小旅のはじまりは筑土八幡神社から。周りがすっかり近代化されたなかで、この社はさびた風情がエモイエナイ。境内には、若い女が一人ヨーガを営んでいた。
坂を上がりきると神楽坂上。ここはパスして、さきの矢来町へ。新潮社の本社がある。由緒伝統深き出版社、一度見てみたいと願っていた。社屋が道を挟んで3つほどあったが、シブい社屋は書籍同様こ洒落ていた。都会的なんだろうが、田舎者の私としてはやや業腹だ。まだ講談社や小学館のような中身うつろのハコモノのほうが好き、というのは僻みか。
その社屋の隣の隣に建つ新潮社の新しいファッションビル「ラ カグ」は、めっぽうカッコ良かった。2Fのイベントコーナーは3方壁がめぐらされ、その壁には古今東西の名詩がずらりと記されている。

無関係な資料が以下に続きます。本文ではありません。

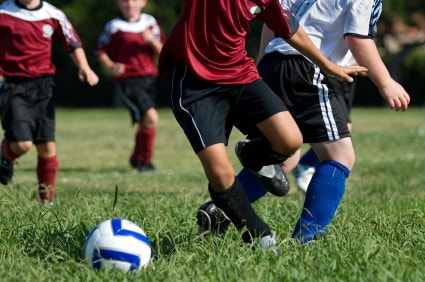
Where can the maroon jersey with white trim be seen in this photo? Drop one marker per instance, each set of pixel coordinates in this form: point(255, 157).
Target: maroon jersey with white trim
point(26, 39)
point(123, 42)
point(210, 38)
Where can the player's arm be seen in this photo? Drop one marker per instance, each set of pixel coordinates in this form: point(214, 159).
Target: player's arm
point(366, 54)
point(85, 73)
point(155, 44)
point(305, 46)
point(267, 35)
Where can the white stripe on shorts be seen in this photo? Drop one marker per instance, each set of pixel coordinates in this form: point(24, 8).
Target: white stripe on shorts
point(180, 99)
point(325, 105)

その中に懐かしい作品を見つけた。大学3年のときにエグチから教えてもらったフランシス.ジャムの詩だ。
「あなたの白い腕が、私の地平線のすべてであった」
このショップで老眼鏡を買った。鼈甲風のステキなフレーム、衝動で買った。
そこから早稲田まで尾根をだらだらと歩いた。
4時半、早大正門前到着。門前の古本屋数件に引きずり込まれてしまう。なんとここで慶応三田文学の同人たちのしょせきを3冊も購入。今月分のコヅカイが逼迫する。
5時半、JR高田馬場駅。日は暮れた。いざ帰りなむ目黒へ。